Nah, jika sang gadis setuju maka ia akan mematahkan lidi tersebut dan sang pria mulai berbicara dilengkapi dengan rayuan. Dari rayuan itulah tradisi mencari jodoh ini dinamakan gredoan karena berasal dari kata gridu yang berarti menggoda. Biasanya juga dengan berbalas pantun.
Dalam proses berkenalan dan merayu mereka belum bertemu dengan tatap muka langsung tapi dibatasi dengan dinding bambu. Sang gadis berada di dalam rumah dan sang pria di luar. Setelah berhasil menaklukkan hati sang gadis dengan rayuan mereka maka sang pria akan segera melamar.
Beda Gredoan Dulu dan Sekarang
Gredoan selalu dilaksanakan tepat saat Maulid Nabi. Warga akan menemui dan berkumpul dengan warga lainnya. Selain untuk mendapat jodoh dan menjadi puncak memperingati hari lahir Nabi Muhammad SAW.
“Terlepas dari itu, tradisi tersebut juga dapat mempererat tali persaudaraan dengan acara kumpul-kumpul. Selain itu acara ini juga dapat menjadi hiburan karena banyaknya pertunjukkan yang disajikan,” jelas Hasnan.

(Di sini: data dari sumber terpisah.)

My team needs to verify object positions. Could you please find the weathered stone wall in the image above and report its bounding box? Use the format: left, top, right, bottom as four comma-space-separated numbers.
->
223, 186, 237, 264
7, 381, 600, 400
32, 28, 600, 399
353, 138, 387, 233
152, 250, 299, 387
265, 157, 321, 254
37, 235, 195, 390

Setelah tradisi gredoan usai, acara dilanjutkan pada malam harinya dengan para pria mulai menyalakan obor dan pertunjukan akan segera dimulai. Pertunjukan yang disajikan adalah pertarungan para pria dengan obor mereka. Selain itu juga ada pertunjukan atraksi tarian tongkat api, musik daerah hingga karnaval boneka yang dibuat warga.
Kini perbedaan yang paling mencolok antara gredoan zaman dulu dan gredoan zaman sekarang, terletak pada alat dan tempat pelaksanaan nggridu (lelaki merayu si gadis). Dulu alat yang digunakan adalah sodho (lidi), sedangkan sekarang menggunakan ponsel. Dulu tempat yang digunakan adalah gedheg (rumah berdinding bambu), sekarang berganti menjadi bangunan batu.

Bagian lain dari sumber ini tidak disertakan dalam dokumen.